NeurIPS 2025 LLM/NLP Offline Reinforcement Learning Goal-Conditioned Value Function LLM Agent Planning Natural Language Critic Multi-Turn Interactive Tasks

Planning without Search: Refining Frontier LLMs with Offline Goal-Conditioned RL¶

Conference: NeurIPS 2025 arXiv: 2505.18098 Code: Project Page Area: NLP Understanding / LLM Agent Planning Keywords: Offline Reinforcement Learning, Goal-Conditioned Value Function, LLM Agent Planning, Natural Language Critic, Multi-Turn Interactive Tasks

TL;DR¶

This paper proposes PNLC, a method that trains a lightweight goal-conditioned value function as a "natural language critic" to guide LLM agents in multi-turn planning and self-refinement at the thought-step level. Without direct fine-tuning or inference-time search, PNLC significantly outperforms existing methods on complex interactive tasks such as web navigation, social reasoning, and persuasion, while achieving 8–10× faster inference.

Background & Motivation¶

Background: LLMs require long-horizon reasoning and strategic behavior for goal-oriented complex interactive tasks (e.g., negotiation, persuasion, social reasoning games). Existing approaches fall into two categories: (a) multi-turn RL fine-tuning — sample-inefficient and computationally expensive; (b) inference-time search (e.g., MCTS) — requires multiple LLM calls with high latency.
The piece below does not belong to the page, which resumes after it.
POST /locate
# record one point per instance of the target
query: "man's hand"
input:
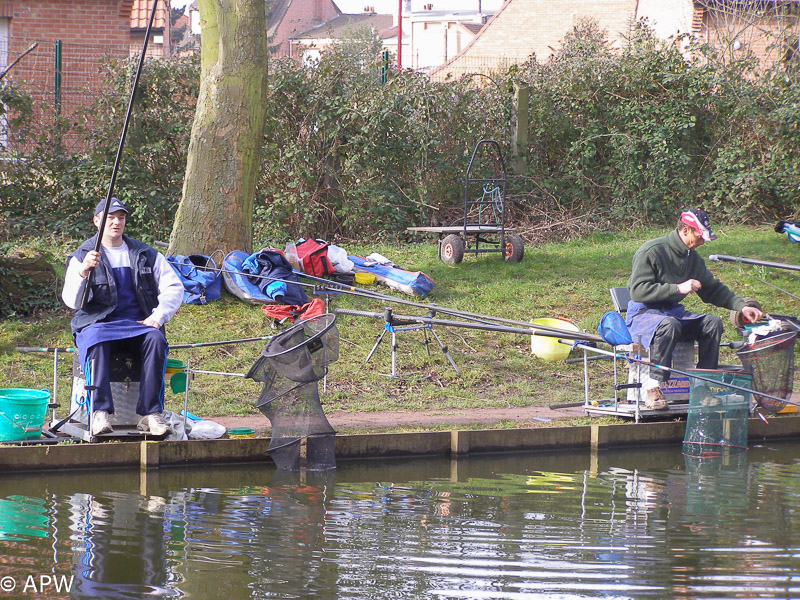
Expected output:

Limitations of Prior Work: RL fine-tuning cannot be applied to frontier models exposed only via API (e.g., GPT-4o); MCTS search requires ~46 seconds per sample on WebShop; LLM self-evaluation tends to be overly optimistic, making effective self-refinement difficult.

Key Challenge: How can LLM agents be endowed with long-horizon planning capabilities for complex interactive tasks without directly fine-tuning the LLM or substantially increasing inference cost?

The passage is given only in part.